‘Rogue Agent’ Film Review: Bizarre Real-Life Con Drama Delivers Superficial Thrills

Gemma Arterton dynamically tracks down James Norton’s fraudster, but the thriller template doesn’t do justice to this strange-but-true story

Rogue Agent
Nick Briggs/IFC Films

With a significant number of Americans in the dangerous sway of a well-disseminated illusion, any stories that help us understand the psychology behind believing a con artist, and why such lies work, become a little more valuable in this day and age.

The tale of British sociopath Robert Freegard’s wreckage is one of those jaw-droppers you can’t help but want to parse, but it’s been turned into the only mildly illuminating, dimly effective thriller “Rogue Agent,” starring James Norton as Freegard, and Gemma Arterton as a lawyer who falls under his spell.

Netflix subscribers whose algorithms push scam-driven titles to the forefront will already be aware of Freegard from this year’s three-part documentary “The Puppet Master,” which grimly recounted his persuasive schemes, and the shattered victims his masquerades left behind. What “Rogue Agent” co-directors–screenwriters Declan Lawn and Adam Patterson have attempted is both to put you inside the power of Freegard’s tale-spinning, and to mine suspense from how he was exposed and tracked down.

With Arterton’s voiceover detailing the traits of a master spy (looking into their eyes, telling people a story they want to hear), the movie opens on an English village near an agricultural college in 1993, where Norton’s Freegard has taken a job tending bar at a pub. After befriending a male student named Ian (Rob Malone) and female students Sophie (Marisa Abela, “Industry”) and Mae (Freya Mavor), he lets on that he’s an MI5 agent trying to uncover an IRA cell. Soon this trio are following his lead as eager recruits, until he convinces them their lives are in danger, and they need to drop everything and flee with him, that he’ll protect them.

Nearly a decade later, Freegard is a luxury car salesman with his eye on the sexy, high-powered lawyer Alice Archer (Arterton) walking by the dealership each day. His charm offensive wins her over, but even after Alice’s friend (Julian Barratt) checks him out and finds him suspicious, she enters into a relationship with a guy she believes to be kind and goofily romantic (he dances to George Michael in a towel on their lovers’ getaway), an undercover security operative hoping to get out of the trade and go into business with her.
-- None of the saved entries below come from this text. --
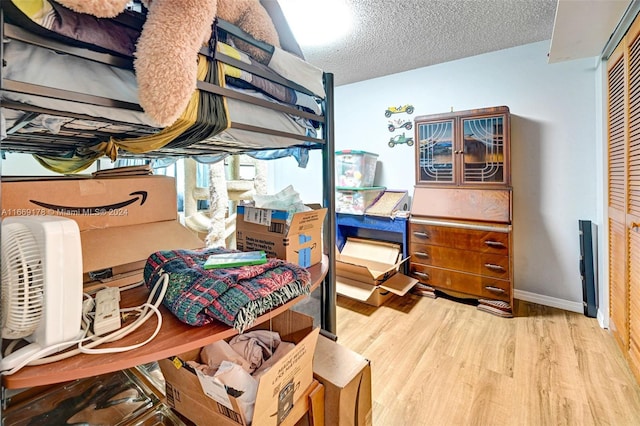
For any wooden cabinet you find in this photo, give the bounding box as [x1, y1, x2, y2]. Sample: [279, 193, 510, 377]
[409, 106, 513, 315]
[409, 218, 513, 302]
[414, 106, 510, 187]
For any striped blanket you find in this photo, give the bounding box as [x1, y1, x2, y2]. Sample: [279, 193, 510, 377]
[143, 248, 311, 332]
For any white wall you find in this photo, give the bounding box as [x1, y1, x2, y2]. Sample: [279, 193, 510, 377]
[273, 40, 599, 311]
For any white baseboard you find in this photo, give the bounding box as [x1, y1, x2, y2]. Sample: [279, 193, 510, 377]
[514, 289, 584, 314]
[597, 310, 608, 329]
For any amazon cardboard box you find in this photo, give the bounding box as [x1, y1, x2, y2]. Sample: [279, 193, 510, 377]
[313, 335, 372, 426]
[1, 175, 204, 291]
[336, 237, 417, 306]
[159, 310, 320, 426]
[236, 204, 327, 267]
[0, 175, 177, 230]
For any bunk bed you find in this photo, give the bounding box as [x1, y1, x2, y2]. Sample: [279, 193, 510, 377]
[0, 0, 337, 391]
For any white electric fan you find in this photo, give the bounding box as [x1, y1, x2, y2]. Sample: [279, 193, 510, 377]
[0, 216, 83, 372]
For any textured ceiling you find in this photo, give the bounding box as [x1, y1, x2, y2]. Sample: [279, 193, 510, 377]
[297, 0, 558, 86]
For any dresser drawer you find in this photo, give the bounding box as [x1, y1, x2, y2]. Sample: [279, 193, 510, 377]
[409, 222, 509, 254]
[409, 263, 511, 301]
[410, 243, 510, 279]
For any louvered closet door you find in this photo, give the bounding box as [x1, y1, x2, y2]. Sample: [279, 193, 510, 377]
[608, 40, 629, 352]
[607, 14, 640, 380]
[627, 19, 640, 372]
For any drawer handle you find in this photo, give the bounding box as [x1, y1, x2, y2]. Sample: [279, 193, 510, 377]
[484, 240, 506, 249]
[414, 252, 430, 259]
[413, 271, 430, 280]
[485, 286, 506, 294]
[484, 263, 506, 272]
[413, 232, 430, 239]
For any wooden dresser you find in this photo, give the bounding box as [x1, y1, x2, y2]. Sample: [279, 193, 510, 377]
[409, 106, 514, 316]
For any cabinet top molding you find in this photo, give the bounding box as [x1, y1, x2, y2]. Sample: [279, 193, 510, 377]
[414, 105, 510, 122]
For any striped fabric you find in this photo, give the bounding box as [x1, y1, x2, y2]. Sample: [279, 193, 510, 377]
[143, 247, 311, 332]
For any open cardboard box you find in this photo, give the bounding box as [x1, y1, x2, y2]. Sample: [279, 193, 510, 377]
[313, 335, 373, 426]
[236, 204, 327, 267]
[159, 310, 320, 426]
[336, 237, 417, 306]
[1, 175, 204, 291]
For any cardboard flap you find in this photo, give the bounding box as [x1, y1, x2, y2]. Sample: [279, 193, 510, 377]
[288, 207, 327, 232]
[379, 273, 418, 296]
[336, 276, 377, 301]
[341, 237, 400, 264]
[336, 237, 404, 283]
[336, 255, 398, 279]
[313, 335, 369, 388]
[81, 220, 204, 273]
[252, 327, 320, 425]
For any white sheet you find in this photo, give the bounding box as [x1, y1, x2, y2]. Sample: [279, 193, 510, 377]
[269, 47, 326, 99]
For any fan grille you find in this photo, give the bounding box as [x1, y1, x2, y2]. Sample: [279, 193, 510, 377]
[1, 222, 45, 339]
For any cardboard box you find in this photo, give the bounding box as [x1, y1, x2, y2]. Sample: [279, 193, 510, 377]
[159, 310, 320, 426]
[1, 175, 177, 231]
[81, 220, 204, 290]
[236, 205, 327, 267]
[1, 175, 204, 290]
[336, 237, 417, 306]
[313, 335, 372, 426]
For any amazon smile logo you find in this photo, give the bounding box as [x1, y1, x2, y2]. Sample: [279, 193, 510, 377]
[29, 191, 148, 214]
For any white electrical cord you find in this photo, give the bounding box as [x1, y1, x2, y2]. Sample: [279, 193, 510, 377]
[77, 303, 163, 354]
[2, 292, 94, 360]
[0, 273, 169, 375]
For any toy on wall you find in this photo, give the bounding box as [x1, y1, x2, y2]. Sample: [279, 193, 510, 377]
[388, 133, 414, 148]
[388, 118, 413, 132]
[384, 104, 414, 117]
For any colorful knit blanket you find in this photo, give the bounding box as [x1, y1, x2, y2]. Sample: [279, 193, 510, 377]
[143, 248, 311, 332]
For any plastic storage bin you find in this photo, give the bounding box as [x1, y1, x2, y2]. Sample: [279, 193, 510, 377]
[336, 187, 386, 215]
[335, 150, 379, 187]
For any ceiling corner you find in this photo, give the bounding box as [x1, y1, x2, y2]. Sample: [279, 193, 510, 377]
[548, 0, 630, 63]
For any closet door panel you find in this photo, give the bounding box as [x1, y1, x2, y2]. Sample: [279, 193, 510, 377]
[608, 43, 629, 349]
[629, 230, 640, 371]
[627, 25, 640, 369]
[610, 218, 628, 346]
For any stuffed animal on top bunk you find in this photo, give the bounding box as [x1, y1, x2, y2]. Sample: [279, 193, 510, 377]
[54, 0, 281, 127]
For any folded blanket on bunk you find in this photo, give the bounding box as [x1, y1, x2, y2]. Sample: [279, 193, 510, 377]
[143, 248, 311, 332]
[4, 0, 141, 58]
[217, 42, 322, 117]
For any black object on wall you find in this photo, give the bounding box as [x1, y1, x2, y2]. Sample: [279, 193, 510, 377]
[579, 220, 598, 318]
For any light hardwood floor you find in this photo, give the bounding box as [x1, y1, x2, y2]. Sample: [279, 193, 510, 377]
[335, 293, 640, 426]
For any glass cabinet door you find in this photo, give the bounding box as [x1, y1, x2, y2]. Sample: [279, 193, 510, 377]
[461, 115, 505, 184]
[416, 119, 454, 183]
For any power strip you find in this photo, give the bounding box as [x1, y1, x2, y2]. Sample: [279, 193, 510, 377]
[93, 287, 122, 335]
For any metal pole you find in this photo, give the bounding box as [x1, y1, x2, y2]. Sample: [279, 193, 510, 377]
[321, 72, 337, 336]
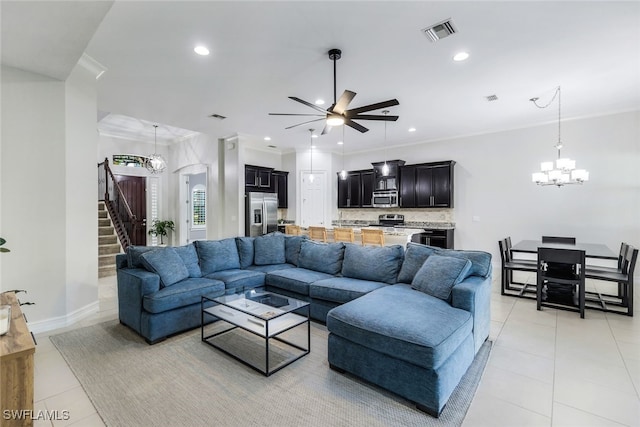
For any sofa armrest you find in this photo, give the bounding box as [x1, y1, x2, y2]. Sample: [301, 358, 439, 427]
[117, 268, 161, 334]
[451, 275, 491, 354]
[116, 253, 128, 269]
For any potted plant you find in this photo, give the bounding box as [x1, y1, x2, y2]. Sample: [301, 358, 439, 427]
[148, 220, 175, 245]
[0, 238, 9, 253]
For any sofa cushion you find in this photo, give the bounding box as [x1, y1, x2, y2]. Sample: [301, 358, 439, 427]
[205, 269, 265, 290]
[265, 267, 335, 296]
[310, 277, 388, 304]
[139, 247, 189, 288]
[298, 240, 345, 275]
[254, 234, 286, 265]
[284, 235, 308, 266]
[173, 243, 202, 278]
[411, 255, 472, 301]
[195, 239, 240, 275]
[127, 246, 158, 269]
[246, 263, 296, 273]
[397, 243, 439, 284]
[341, 243, 404, 284]
[326, 284, 473, 370]
[435, 248, 492, 278]
[143, 277, 225, 314]
[235, 237, 255, 268]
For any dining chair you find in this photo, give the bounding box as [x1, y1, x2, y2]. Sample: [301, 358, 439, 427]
[308, 226, 327, 242]
[542, 236, 576, 244]
[499, 238, 538, 297]
[585, 245, 637, 316]
[333, 227, 355, 243]
[284, 224, 301, 236]
[361, 229, 384, 246]
[537, 247, 586, 318]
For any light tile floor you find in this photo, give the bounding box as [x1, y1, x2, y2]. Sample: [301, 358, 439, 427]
[32, 270, 640, 426]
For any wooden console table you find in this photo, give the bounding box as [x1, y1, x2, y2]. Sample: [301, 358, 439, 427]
[1, 292, 36, 427]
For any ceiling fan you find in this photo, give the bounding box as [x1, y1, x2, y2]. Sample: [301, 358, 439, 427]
[269, 48, 399, 135]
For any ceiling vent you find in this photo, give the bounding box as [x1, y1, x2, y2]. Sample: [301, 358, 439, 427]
[422, 19, 456, 42]
[485, 94, 499, 102]
[208, 113, 227, 120]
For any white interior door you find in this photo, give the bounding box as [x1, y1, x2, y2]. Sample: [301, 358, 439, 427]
[300, 171, 325, 227]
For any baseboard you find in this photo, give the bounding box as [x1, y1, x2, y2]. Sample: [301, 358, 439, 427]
[28, 300, 100, 334]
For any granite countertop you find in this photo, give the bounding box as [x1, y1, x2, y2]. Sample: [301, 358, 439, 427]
[330, 221, 455, 230]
When it brutally sinks in who he is — not just a thieving impostor, but a brainwasher and possibly a kidnapper — Alice discovers Freegard is known to law enforcement and sets about bringing him to justice by browbeating a detective (Shazad Latif) into helping her, and later an FBI agent (Edwina Findley). The clock is ticking, however, when a vulnerable American woman (Sarah Goldberg, “Barry”) enters Freegard’s orbit at the time he’s most desperate.

“Rogue Agent” gives itself the tricky job of wanting us seduced, disturbed, and agitated, but in toggling between the perspectives of suave criminal and crusading victim — a feat of pacing that editor Mags Arnold (“The Trip to Spain”) is very much up to — the movie too often settles for nighttime-soap vibes, when the reality of Freegard’s evil manipulations beg for a more unsettling treatment.

Norton’s fine, but his glossy good looks are almost an impediment; his Freegard is more smoldering Lifetime-movie cad or — ironically, as the title implies — outlaw on a mission than everyday devil starring in his own hidden horror film. Neither the filmmakers nor Norton seem interested in tapping into any squishy undercurrents that might ground Freegard as a ripped-from-real-life figure.

On the other hand, Arterton’s flinty energy, as she goes from blindsided prey to near-vigilante, is a perfectly entertaining fit for the filmmakers’ more genre-driven, matching-wits-with-a-villain aims. Her succumbing is believable as a matter of the heart, and her second-half drive to nab him is appealingly righteous.

Also sharply rendered is Abela’s transformed Sophie, the most far-gone victim, as well as Goldberg’s character. The latter’s predicament is turned into a race-against-time climax different from how things really went down for Freegard, but as far as this particular version’s dramatic license goes, it ties up its arcs with suspenseful efficiency. (Many of the movie’s characters have had their names changed, and Alice is a composite.)

But after that ending, when onscreen text serves up a few vital facts about what happened to Freegard, we’re left wondering if this serviceably paced yet middlebrow thriller did all it could to convey the sheer weirdness of his crimes, the psychological complexities that were involved, and the difficulty in stopping someone like him from plying his awful gifts again. “Rogue Agent” is plenty fascinated by the abridged version of this saga — bad men are out there — but you’ll wish for that darker, less cleanly shaped telling the more you think about its scarier contours.

“Rogue Agent” opens August 12 in US theaters and on AMC+.